# Where is the signature or checksum of packagesite.pkg (latest)



## rulezero (Jan 10, 2022)

How do I manually check the checksum or signature for the packagesite.pkg file ?

I downloaded an xf86-video pkg file from distcache.freebsd.org, directory 'latest'. Its checksum is in the packagesite file of course, but how do I check the packagesite.txz file ? It is the latest version, so not the version from the iso-image. Using pkg is not an option because the system is not online yet, and I do need the latest package, because Xorg does not work with version 13.0 (it's for a laptop).


----------



## monwarez (Jan 10, 2022)

The fingerprint is located in the following directory: /usr/share/keys/pkg/trusted


----------



## SirDice (Jan 10, 2022)

rulezero said:


> Using pkg is not an option because the system is not online yet


Download the package for ports-mgmt/pkg, extract it, then use the included pkg-static executable to install itself. Then use pkg-add(8) to install 'local' packages you have in a directory.


----------



## rulezero (Jan 11, 2022)

monwarez said:


> The fingerprint is located in the following directory: /usr/share/keys/pkg/trusted


Apologies for my incomprehension, but that file does not give the fingerprint (if that is the sha256 checksum) of the packagesite.yaml or -txz file, and even if it would, I could not use it because I have release 0 installed, and I need the checksum of the packagesite file in the 'latest' version.
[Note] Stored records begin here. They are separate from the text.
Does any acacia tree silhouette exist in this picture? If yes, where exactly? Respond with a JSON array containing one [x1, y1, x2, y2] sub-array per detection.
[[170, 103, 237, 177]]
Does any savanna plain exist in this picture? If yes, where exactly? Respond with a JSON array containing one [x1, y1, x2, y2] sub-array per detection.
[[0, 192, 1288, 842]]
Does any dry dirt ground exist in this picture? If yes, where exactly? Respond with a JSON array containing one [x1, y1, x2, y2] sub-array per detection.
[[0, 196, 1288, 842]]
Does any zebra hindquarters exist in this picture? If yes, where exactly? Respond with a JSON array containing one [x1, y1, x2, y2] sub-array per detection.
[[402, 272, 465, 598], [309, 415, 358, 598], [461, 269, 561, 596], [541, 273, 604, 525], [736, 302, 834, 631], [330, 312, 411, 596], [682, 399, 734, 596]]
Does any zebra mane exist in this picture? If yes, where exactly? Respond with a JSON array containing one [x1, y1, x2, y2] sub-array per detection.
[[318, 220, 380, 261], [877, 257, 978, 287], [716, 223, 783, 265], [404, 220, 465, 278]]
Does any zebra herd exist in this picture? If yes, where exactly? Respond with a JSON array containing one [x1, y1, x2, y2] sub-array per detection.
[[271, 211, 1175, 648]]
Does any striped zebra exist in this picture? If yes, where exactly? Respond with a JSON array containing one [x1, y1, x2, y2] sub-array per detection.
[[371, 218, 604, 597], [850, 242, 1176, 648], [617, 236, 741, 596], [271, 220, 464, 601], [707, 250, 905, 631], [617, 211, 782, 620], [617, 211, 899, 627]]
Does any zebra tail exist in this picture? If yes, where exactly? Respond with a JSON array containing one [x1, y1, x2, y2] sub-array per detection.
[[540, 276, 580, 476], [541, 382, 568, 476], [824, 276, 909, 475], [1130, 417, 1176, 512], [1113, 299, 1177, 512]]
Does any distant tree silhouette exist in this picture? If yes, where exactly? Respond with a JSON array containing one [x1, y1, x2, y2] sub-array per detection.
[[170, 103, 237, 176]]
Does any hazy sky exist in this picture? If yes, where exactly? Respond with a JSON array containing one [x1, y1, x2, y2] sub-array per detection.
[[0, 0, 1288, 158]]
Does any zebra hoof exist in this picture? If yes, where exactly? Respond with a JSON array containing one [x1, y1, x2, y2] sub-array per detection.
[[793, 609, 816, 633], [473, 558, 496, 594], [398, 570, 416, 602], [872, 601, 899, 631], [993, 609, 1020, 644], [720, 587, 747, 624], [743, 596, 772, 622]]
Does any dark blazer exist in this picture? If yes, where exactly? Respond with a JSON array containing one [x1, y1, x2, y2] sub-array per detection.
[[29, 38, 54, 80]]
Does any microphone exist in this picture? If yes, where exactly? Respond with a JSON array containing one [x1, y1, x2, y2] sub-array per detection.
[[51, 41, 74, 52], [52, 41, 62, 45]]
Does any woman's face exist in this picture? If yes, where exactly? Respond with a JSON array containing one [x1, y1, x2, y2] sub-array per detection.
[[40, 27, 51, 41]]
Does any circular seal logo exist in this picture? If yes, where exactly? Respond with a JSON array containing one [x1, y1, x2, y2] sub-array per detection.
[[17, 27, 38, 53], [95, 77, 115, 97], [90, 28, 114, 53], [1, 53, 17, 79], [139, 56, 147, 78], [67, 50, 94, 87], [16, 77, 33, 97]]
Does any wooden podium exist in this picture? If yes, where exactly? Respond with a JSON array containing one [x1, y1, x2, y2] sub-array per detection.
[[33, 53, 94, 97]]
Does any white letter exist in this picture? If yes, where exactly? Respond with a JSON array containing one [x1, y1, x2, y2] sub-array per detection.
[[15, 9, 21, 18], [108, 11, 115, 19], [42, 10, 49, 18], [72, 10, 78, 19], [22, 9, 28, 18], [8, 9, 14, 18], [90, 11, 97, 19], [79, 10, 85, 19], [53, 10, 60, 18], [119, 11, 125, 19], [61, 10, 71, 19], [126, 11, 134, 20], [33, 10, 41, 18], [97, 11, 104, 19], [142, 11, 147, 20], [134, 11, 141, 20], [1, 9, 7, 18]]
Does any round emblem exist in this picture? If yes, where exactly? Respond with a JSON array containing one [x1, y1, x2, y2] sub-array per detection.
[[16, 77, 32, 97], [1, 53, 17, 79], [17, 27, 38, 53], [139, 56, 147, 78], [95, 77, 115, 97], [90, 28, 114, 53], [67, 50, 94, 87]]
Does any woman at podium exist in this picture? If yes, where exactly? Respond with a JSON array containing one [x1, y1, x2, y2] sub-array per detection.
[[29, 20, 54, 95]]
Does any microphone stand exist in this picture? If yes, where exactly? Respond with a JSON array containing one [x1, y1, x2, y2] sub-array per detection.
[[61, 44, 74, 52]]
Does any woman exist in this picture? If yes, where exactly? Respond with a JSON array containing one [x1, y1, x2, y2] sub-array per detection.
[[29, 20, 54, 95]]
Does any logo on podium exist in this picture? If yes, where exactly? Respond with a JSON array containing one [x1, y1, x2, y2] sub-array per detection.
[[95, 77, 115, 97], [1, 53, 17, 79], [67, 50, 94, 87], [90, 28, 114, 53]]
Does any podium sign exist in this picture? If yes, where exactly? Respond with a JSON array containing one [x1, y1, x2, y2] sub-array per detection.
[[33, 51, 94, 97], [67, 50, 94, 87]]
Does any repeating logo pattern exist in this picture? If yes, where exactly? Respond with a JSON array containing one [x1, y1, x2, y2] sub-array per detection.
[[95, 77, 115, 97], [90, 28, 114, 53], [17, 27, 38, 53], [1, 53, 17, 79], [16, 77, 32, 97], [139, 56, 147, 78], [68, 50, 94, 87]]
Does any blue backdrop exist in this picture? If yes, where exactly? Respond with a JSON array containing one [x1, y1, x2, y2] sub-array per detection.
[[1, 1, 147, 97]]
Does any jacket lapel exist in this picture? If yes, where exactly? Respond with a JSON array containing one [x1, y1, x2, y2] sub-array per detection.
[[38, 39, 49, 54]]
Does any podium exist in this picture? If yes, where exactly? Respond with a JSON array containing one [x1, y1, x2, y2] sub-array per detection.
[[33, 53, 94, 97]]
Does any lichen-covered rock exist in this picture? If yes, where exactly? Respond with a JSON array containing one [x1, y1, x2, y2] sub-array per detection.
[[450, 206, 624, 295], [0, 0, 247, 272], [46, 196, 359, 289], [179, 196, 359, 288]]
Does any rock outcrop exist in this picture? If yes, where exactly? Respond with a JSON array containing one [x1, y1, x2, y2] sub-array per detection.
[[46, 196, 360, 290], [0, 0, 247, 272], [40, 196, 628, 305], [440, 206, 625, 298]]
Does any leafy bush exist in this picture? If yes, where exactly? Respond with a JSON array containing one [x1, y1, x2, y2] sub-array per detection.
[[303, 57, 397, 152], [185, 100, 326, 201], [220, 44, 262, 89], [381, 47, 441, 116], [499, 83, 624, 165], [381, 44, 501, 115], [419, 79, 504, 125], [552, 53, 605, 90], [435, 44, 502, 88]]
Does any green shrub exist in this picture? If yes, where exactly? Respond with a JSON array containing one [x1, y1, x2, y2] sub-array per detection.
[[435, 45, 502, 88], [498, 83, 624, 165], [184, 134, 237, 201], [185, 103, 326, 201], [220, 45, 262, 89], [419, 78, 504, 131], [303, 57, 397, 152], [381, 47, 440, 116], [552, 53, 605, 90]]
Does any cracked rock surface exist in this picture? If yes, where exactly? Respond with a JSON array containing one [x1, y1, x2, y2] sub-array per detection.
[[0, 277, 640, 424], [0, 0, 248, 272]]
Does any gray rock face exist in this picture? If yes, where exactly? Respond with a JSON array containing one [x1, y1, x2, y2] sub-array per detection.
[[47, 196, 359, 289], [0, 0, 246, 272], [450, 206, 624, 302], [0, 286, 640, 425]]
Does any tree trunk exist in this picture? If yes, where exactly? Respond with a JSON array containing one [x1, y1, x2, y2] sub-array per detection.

I checked if it would be the fingerprint of a public key, but those are sha1 by default, and with a public key I think I still would need a signature file


----------



## SirDice (Jan 11, 2022)

Again, download the package for pkg(8). Extract that, and use the pkg-static executable that's in the archive to 'bootstrap' the installation of ports-mgmt/pkg itself.


----------



## monwarez (Jan 12, 2022)

Inside the packagesite.txz there will be a signature and the public key. The public key would have a sha256 checksum that match one of the files in the trusted directory /usr/share/keys/pkg/trusted, now for how to check the signature with the public key you will need to dig in the pkg code to see how it is done.


----------



## rulezero (Jan 12, 2022)

monwarez said:


> Inside the packagesite.txz there will be a signature and the public key. The public key would have a sha256 checksum that match one of the files in the trusted directory /usr/share/keys/pkg/trusted, now for how to check the signature with the public key you will need to dig in the pkg code to see how it is done.


I was trying it out on the files from the iso-image, and there is no public key there. In the downloaded package there indeed is. I checked the signature with openssl rsautl, so I am good now, and installed it with pkg add.


----------